Anyways I've been talking with a friend, venting a little and she's urging me to give talking, reading doing medical related things a bit of a break as it's bad for my brain so for once I will listen. I don't know how these people put up with me but I'm very very happy and lucky that they do

Getting there!

Progress on this blog is slow.. very slow! I've spent a lot of the day thinking about FND and then a big chunk of it going over my previous conditions and trying to include everything that happened last year relating to the functional stuff. It's actually really stressful so I did some stuff to take my mind off it but yet just before going to bed my brain comes straight back to reading bits and still thinking what needs sorting out. The more I think over the situation the more I question everything. Especially after today's addition of nerve problems in a new place. I don't understand why but again it points straight to neuralgia and compression.
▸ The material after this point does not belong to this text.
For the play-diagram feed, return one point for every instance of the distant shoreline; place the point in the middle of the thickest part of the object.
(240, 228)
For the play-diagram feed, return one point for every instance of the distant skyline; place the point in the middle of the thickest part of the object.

I wish I didn't have to think about this stuff and that things would just be normal but how do I do that when I've got electric shocks zapping me. If there has been a mistake and there is nerve deterioration then at least I can try to help this before it gets any worse. All the functional stories that I've read have similar elements to my story and yet are very very different, the more I read the clearer this becomes. I guess me writing this shows the mental struggle to completely trust a diagnosis given to you by someone who know's nothing about you :/. Anyway, hopefully I'll have the 'about me' section done by tomorrow and then I don't have to think about that stuff for a while \o/.